Paper Explores the Impact of Scaling College Advising

By Joelle Fredman, NASFAA Staff Reporter

As investments at the federal, state, and local level for one-on-one college advising to help high school students apply for college and file the FAFSA increase, a new working paper explores the impact of offering this service at a national level. 

The working paper — a collaboration between researchers and professors from Stanford University and the University of Virginia — analyzed 9,000 students who graduated high school in 2018 and indicated that they were interested in participating in CollegePoint, a free online resource which matches students with virtual advisors, after being identified by program recruiters. Students are eligible for CollegePoint if they have a GPA of 3.5 or higher, a score in the 90th percentile or above on the SAT, ACT, or PSAT, and an annual family income of $80,000 or less.

The report found that receiving one-on-one advising through CollegePoint had no significant impact on enrollment rates at what the researchers referred to as "CollegePoint Schools," or institutions with graduation rates of at least 70%. 

However, the report did find that those who received advising were 7.5% (or 1.5 percentage points) more likely to enroll at highly selective institutions than those who did not meet with advisers, and that the timing of when students began to receive advising played a large role in this decision. Specifically, the researchers found that students who participated in CollegePoint in the spring of their junior year of high school were 22% (or 5.6 percentage points) more likely to enroll at the most selective institutions than those who didn’t receive advising, but that advising had no impact on those who signed up either the summer before or during the fall of their senior year of high school.

The authors wrote that they are in the process of delving into an explanation for this finding, but hypothesized that students who joined the program in the spring may have been more likely to enroll at selective institutions because they received advising for a longer period of time, or that discrepancies in the findings may just be due to differences in advising effectiveness across the different programs that partner with CollegePoint. 
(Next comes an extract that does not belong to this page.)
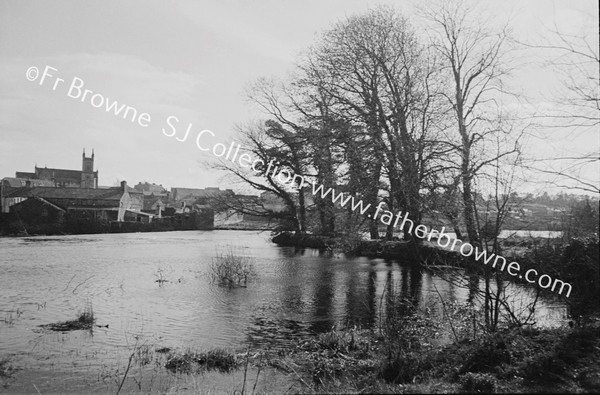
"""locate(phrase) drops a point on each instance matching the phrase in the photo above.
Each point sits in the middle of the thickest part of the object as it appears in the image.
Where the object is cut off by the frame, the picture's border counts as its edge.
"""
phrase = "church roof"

They also noted that those who joined the program in the spring were mostly low-income, first-generation students, and that there is "some indication that CollegePoint reduced the share of first-generation college-going, moderate-income, and female students attending less selective schools." 

The authors wrote that they are working to update their findings as they look at more data. The University of Virginia also collaborated on a recent paper about the impact of scaling FAFSA “nudge” campaigns, and found that, after releasing preliminary findings that scaling those campaigns may increase enrollment, pushing students to apply for financial aid on a national and state-wide level does not increase college-going rates.